Na América, hospedada com a tia Uju, Ifemelu entra em um estado de grande agitação. Sem conseguir dormir, vai à cozinha, onde se depara com uma barata gorda na parede. "Se estivesse em sua cozinha em Lagos, Ifemelu teria procurado uma vassoura para matá-la, mas deixou a barata americana em paz". Um pequeno incidente noturno aponta seu lugar de estrangeira. Mais que isso: de estranha, que nem uma barata se sente autorizada a matar. O inseto que tem à sua frente não lhe pertence, e por isso é intocável.

Começa a procurar emprego, mas se sente perdida. "O mundo estava envolto em gaze; Ifemelu podia ver a silhueta das coisas, mas nunca com clareza o suficiente, nunca o suficiente". A América não é apenas o estrangeiro, é também o estranho. Tia Uju, que sobrevive como médica residente, sugere que a sobrinha procure um emprego no McDonald's, ou no Burger King. Mas Ifemelu se sente em guerra com o mundo, "imaginando uma horda de pessoas sem rosto que estavam todas contra ela". Sente-se deslocada - não se reconhece.

Em casa, ao atender uma banal ligação de telemarketing, ela volta a se dar conta da transformação que experimenta. O vendedor elogia seu sotaque: "Você parece uma americana falando". Automaticamente, Ifemelu diz "obrigada". Logo depois, porém, ela se dá conta do que fez: transformou o elogio em "uma guirlanda que pôs em volta do próprio pescoço". Por que falar como uma americana seria um elogio?, Ifemelu se pergunta. Imigrar seria viver em um país estrangeiro, ou incorporar esse país estrangeiro? Começa a se dar conta de que assumira "um tom de voz e uma maneira de ser que não eram os seus". Assusta-se quando, ao receber pelo correio um cartão de crédito pré-aprovado, com seu nome escrito em itálico, sente-se menos invisível. Um paradoxo a aflige: será que ela só pode existir se deixar de existir?

Um dia, em uma feira, de mãos dadas com um namorado americano, Ifemelu é obrigada a ouvir de um vendedor de maçãs: "Já se perguntou por que ele gosta de você assim, com essa cara de selva?" O mais espantoso: o vendedor era, ele também, um negro. Isso a leva a concluir que, quando um africano se muda para a América, deixa de ser africano – e se torna um "negro". A origem cede lugar a um clichê. Uma mordaça? "Ela parou por um instante sem ter certeza se havia imaginado aquelas palavras". A realidade se torna inacreditável. Mais tarde, ao romper o namoro com Curt, leva um novo susto: em uma discussão, ele a chama de "vaca". Descobre que o namorado "havia se transformado em um homem que podia dizer 'vaca' de uma maneira tão fria". Em Lagos, mesmo nos momentos mais tensos, aquilo não seria possível. Durante as semanas seguintes, luta para voltar a ser a pessoa que era antes.

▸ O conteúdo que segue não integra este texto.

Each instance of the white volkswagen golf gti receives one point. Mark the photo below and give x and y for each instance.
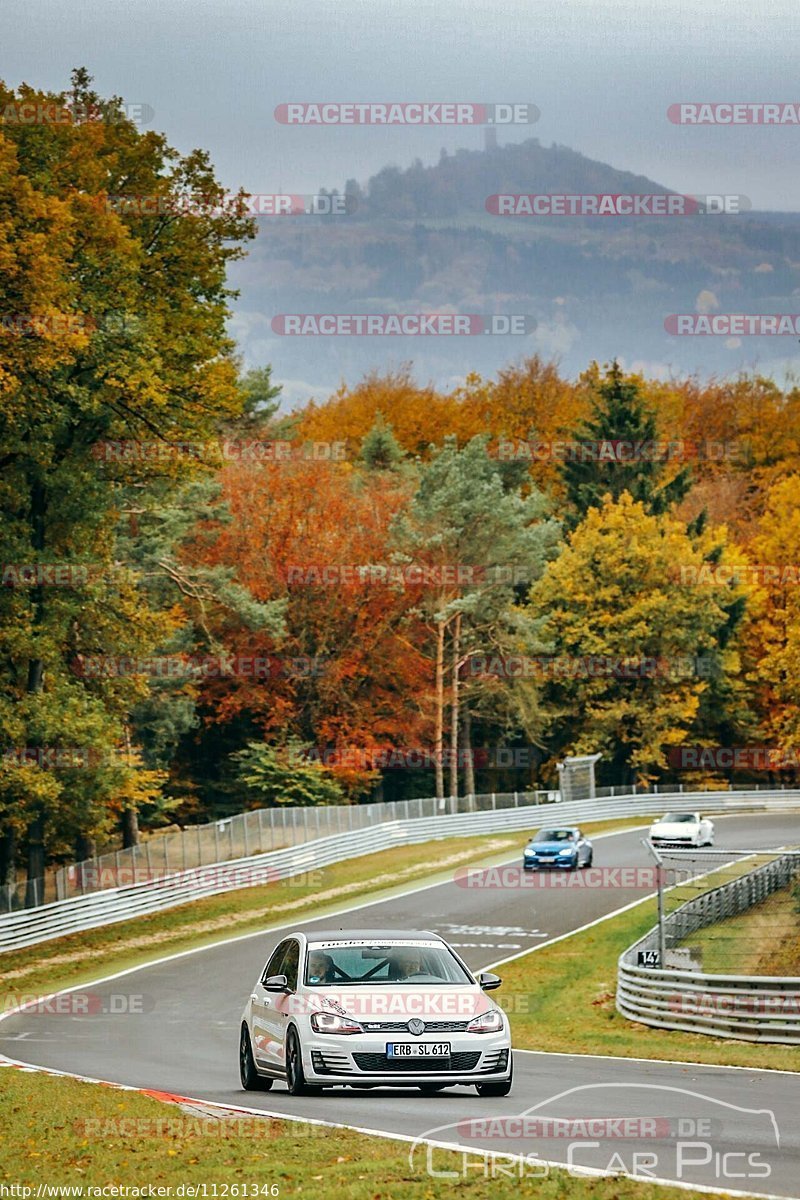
(371, 1008)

Quando resolve largar o trabalho para se dedicar a um blog e a dar palestras sobre o racismo, Ifemelu descobre, mais uma vez, que está dividida em duas. A mulher que dá palestras fala o que a plateia quer ouvir. Já a que escreve no blog simplesmente diz o que pensa. A cisão produz uma ferida interior. Enquanto isso, seu primeiro namorado, Obinze, tenta a vida em Londres. Em seu exílio, ele lê os jornais americanos, mas evita ler os ingleses, "porque havia cada vez mais artigos sobre imigração, que avivavam o pânico em seu peito". Também na Inglaterra, um nigeriano se sente deslocado de si mesmo. Ele se transforma em outro – ele é capturado numa imagem que não é sua. "O vento que soprava nas Ilhas Britânicas estava impregnado do cheiro do medo de quem pedia asilo, infectando a todos com o pânico de uma catástrofe iminente".

Com delicadeza e, sobretudo, com muito cuidado, Chimamanda escreve para tomar posse de uma realidade que a repele. O romance é inspirado em sua experiência pessoal de migrante. Hoje divide sua vida entre a América e a Nigéria. Esse aspecto confessional é, certamente, o segredo de seu sucesso.